# What is this?



## tastetickles

Does this use tubes only and works like a pfs?


----------



## Grandpa Grumpy

It is made to use one single loop that goes under the hook like a pfs or a stickshot with two tubes. I think the hand slap would be pretty bad.


----------



## tastetickles

Grandpa Grumpy said:


> It is made to use one single loop that goes under the hook like a pfs or a stickshot with two tubes. I think the hand slap would be pretty bad.


I see. Thanks


----------



## flipgun

GZK is selling some of those and they are no better or safer IMHO than a plain stick shot.


----------



## mattwalt

I would call it a stick shot.


----------



## Ukprelude

I imagine these would be used with a bucket pouch like dgui showed everyone some months ago?

Sent from my SM-G935F using Tapatalk


----------



## Ibojoe

Looks like an OUCH!!! To me


----------



## VAshooter

The Chinese certainly have open minds when it comes to slingshot design. I wonder if the concept is old and where it originated?


----------



## mattwalt

UKprelude mentions DGUI - I remember seeing a post as well...
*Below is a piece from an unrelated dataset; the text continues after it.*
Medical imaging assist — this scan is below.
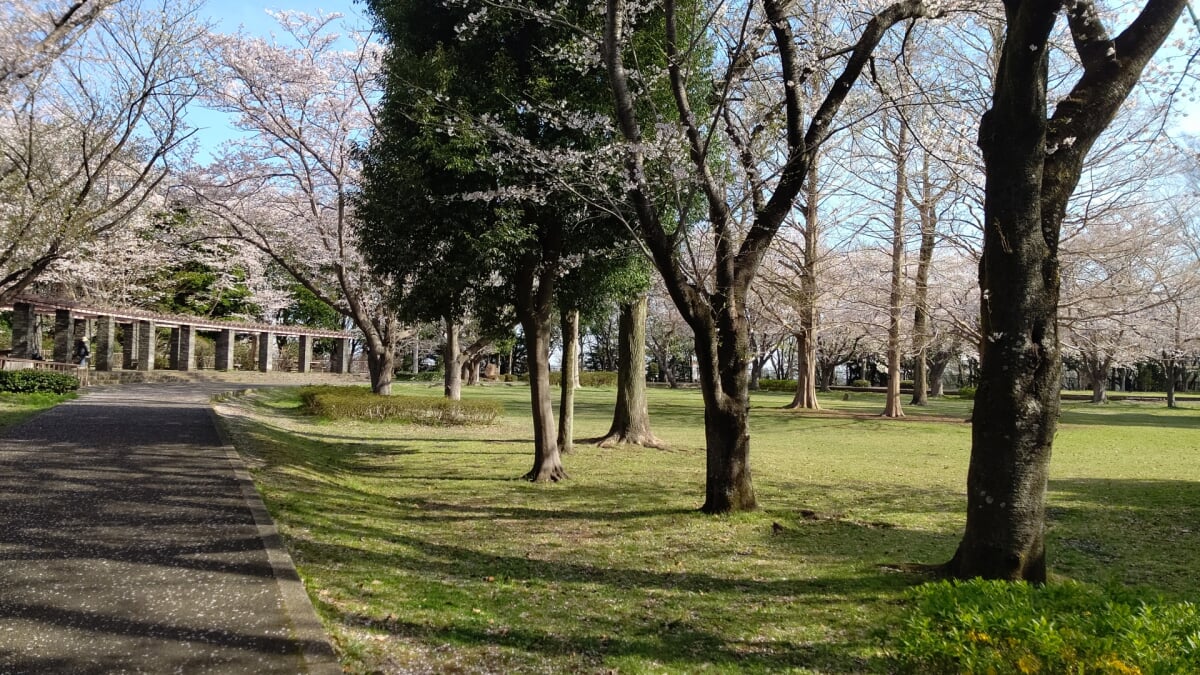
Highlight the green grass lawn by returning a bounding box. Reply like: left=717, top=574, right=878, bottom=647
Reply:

Dankung also have a similar one called the Chameleon (frameless slingshot)


----------



## flipgun

Even though my dislike of stick shots is obvious, I can't help but think on them. I think I may have come up with an idea to make them work. Time to do a lil' building and testing.


----------



## SlingNerd

flipgun said:


> Even though my dislike of stick shots is obvious, I can't help but think on them. I think I may have come up with an idea to make them work. Time to do a lil' building and testing.


DO IT.


----------



## VAshooter

I'm very curious as to how workable it is.


----------



## Steve32

tastetickles said:


> Does this use tubes only and works like a pfs?


Iy is a Chinese sick shooter, available through Dankung. Looks good for tubes.
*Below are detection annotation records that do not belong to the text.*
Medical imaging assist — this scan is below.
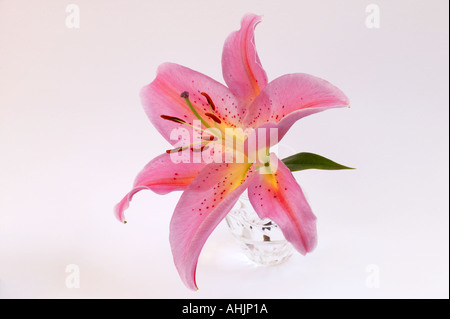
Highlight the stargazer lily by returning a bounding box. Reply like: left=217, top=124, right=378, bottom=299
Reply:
left=115, top=14, right=349, bottom=290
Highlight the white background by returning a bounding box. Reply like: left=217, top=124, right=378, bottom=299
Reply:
left=0, top=0, right=449, bottom=298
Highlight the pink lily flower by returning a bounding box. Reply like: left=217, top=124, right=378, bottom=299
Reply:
left=115, top=14, right=349, bottom=290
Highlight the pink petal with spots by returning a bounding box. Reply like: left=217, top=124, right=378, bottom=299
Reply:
left=248, top=160, right=317, bottom=255
left=222, top=14, right=267, bottom=107
left=141, top=63, right=242, bottom=145
left=244, top=73, right=350, bottom=139
left=169, top=163, right=255, bottom=290
left=114, top=153, right=205, bottom=222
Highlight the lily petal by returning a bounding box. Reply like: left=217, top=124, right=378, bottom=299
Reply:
left=222, top=14, right=267, bottom=107
left=114, top=153, right=206, bottom=222
left=169, top=163, right=256, bottom=290
left=141, top=63, right=243, bottom=145
left=244, top=73, right=350, bottom=140
left=248, top=160, right=317, bottom=255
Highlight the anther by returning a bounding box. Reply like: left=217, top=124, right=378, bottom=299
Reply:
left=161, top=115, right=186, bottom=124
left=166, top=147, right=183, bottom=154
left=205, top=113, right=222, bottom=124
left=200, top=92, right=216, bottom=111
left=180, top=91, right=189, bottom=99
left=202, top=135, right=217, bottom=141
Sent from my SM-G950U1 using Tapatalk


----------



## Steve32

flipgun said:


> GZK is selling some of those and they are no better or safer IMHO than a plain stick shot.


But They look cool.

Sent from my SM-G950U1 using Tapatalk


----------



## Steve32

VAshooter said:


> The Chinese certainly have open minds when it comes to slingshot design. I wonder if the concept is old and where it originated?


Filipino gangs have used them for years. Pana. They shoot wicked homemade darts.
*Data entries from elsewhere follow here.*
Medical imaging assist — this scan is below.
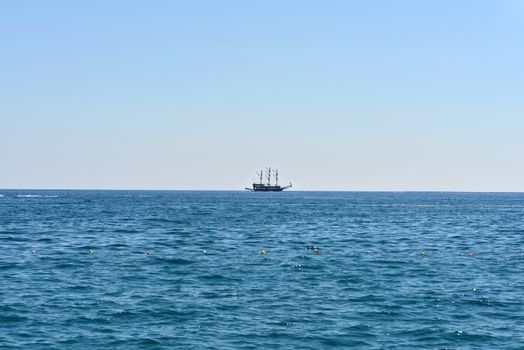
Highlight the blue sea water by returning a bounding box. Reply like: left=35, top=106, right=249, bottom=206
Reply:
left=0, top=190, right=524, bottom=349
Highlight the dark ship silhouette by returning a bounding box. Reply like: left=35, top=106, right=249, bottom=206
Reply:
left=246, top=167, right=293, bottom=192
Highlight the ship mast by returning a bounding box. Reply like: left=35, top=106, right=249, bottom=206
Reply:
left=257, top=170, right=264, bottom=185
left=267, top=167, right=271, bottom=186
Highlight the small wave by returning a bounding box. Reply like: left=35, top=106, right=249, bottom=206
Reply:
left=156, top=257, right=194, bottom=265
Sent from my SM-G950U1 using Tapatalk


----------



## crazyslingshot

found it.

http://www.dankung.com/blogs/new-best-hunting-slingshot_2328

it looks decent



mattwalt said:


> UKprelude mentions DGUI - I remember seeing a post as well...
> 
> Dankung also have a similar one called the Chameleon (frameless slingshot)


----------



## mattwalt

Steve32 said:


> VAshooter said:
> 
> 
> 
> The Chinese certainly have open minds when it comes to slingshot design. I wonder if the concept is old and where it originated?
> 
> 
> 
> Filipino gangs have used them for years. Pana. They shoot wicked homemade darts.
> 
> Sent from my SM-G950U1 using Tapatalk
Click to expand...

It looks like a toy glider launcher - so that makes sense.


----------



## Secret Squirrel

Looks like a shoe.


----------



## Heifereye

It has been a few years since this was posted. Has anyone since tried it out? It's marketed as "Shanghai" or "Haipai" style shooting. I got one on a whim and have not have any success yet.


----------



## Lopeti

Heifereye said:


> It has been a few years since this was posted. Has anyone since tried it out? It's marketed as "Shanghai" or "Haipai" style shooting. I got one on a whim and have not have any success yet.


Bula from Fiji.
Since appr. 2years I'm shooting this slingshot. ...needs a lot of practice!!
But: once you knew (learning by doing) this little slingshot makes a lot of fun.
I use a 3mm solid rubber with 47 cm length. Can hit a target with 12 mm marbles at 20 meters without any problems. Flat band not to recommend as it slips of easy and is swinging like any other band in the wind.
Lopeti


----------



## Heifereye

Lopeti said:


> Bula from Fiji.
> Since appr. 2years I'm shooting this slingshot. ...needs a lot of practice!!
> But: once you knew (learning by doing) this little slingshot makes a lot of fun.
> I use a 3mm solid rubber with 47 cm length. Can hit a target with 12 mm marbles at 20 meters without any problems. Flat band not to recommend as it slips of easy and is swinging like any other band in the wind.
> Lopeti


I am using 2.5mm solid latex and 10mm clay ammo. I am getting a lot of return slap on my forearm. The 2.5mm latex was suppose to match with 8mm steel ammo. But since I am still getting frame hits with clay, I am reluctant to use steel. Are you using the haipai pouches also?


----------



## Lopeti

Heifereye said:


> I am using 2.5mm solid latex and 10mm clay ammo. I am getting a lot of return slap on my forearm. The 2.5mm latex was suppose to match with 8mm steel ammo. But since I am still getting frame hits with clay, I am reluctant to use steel. Are you using the haipai pouches also?





Heifereye said:


> I am using 2.5mm solid latex and 10mm clay ammo. I am getting a lot of return slap on my forearm. The 2.5mm latex was suppose to match with 8mm steel ammo. But since I am still getting frame hits with clay, I am reluctant to use steel. Are you using the haipai pouches also?


Bula or hello in Fiji
Had the same problems with fork, hand and fingerhits. Nearly give up and throw the thing away.
By change I discovered, when you're holding the slingshots and point with the thump towards the target, you don't have to flip forward and twist the pouch like you do with a pfs. This method works also very good with them..no twisting and flipping. The release is much like you do it with or ttf.
Therefore I can use my favourite pouch (12 mm ammo) for all three of them.
Try out what's the best size of rubber and which length you feel confident.
See pics how I hold it.
Lopeti


----------



## Lopeti

Pics where


----------



## treefork

Lopeti said:


> Pics where


In the second pic are you aiming at the guy on the bike ?


----------



## Heifereye

treefork said:


> In the second pic are you aiming at the guy on the bike ?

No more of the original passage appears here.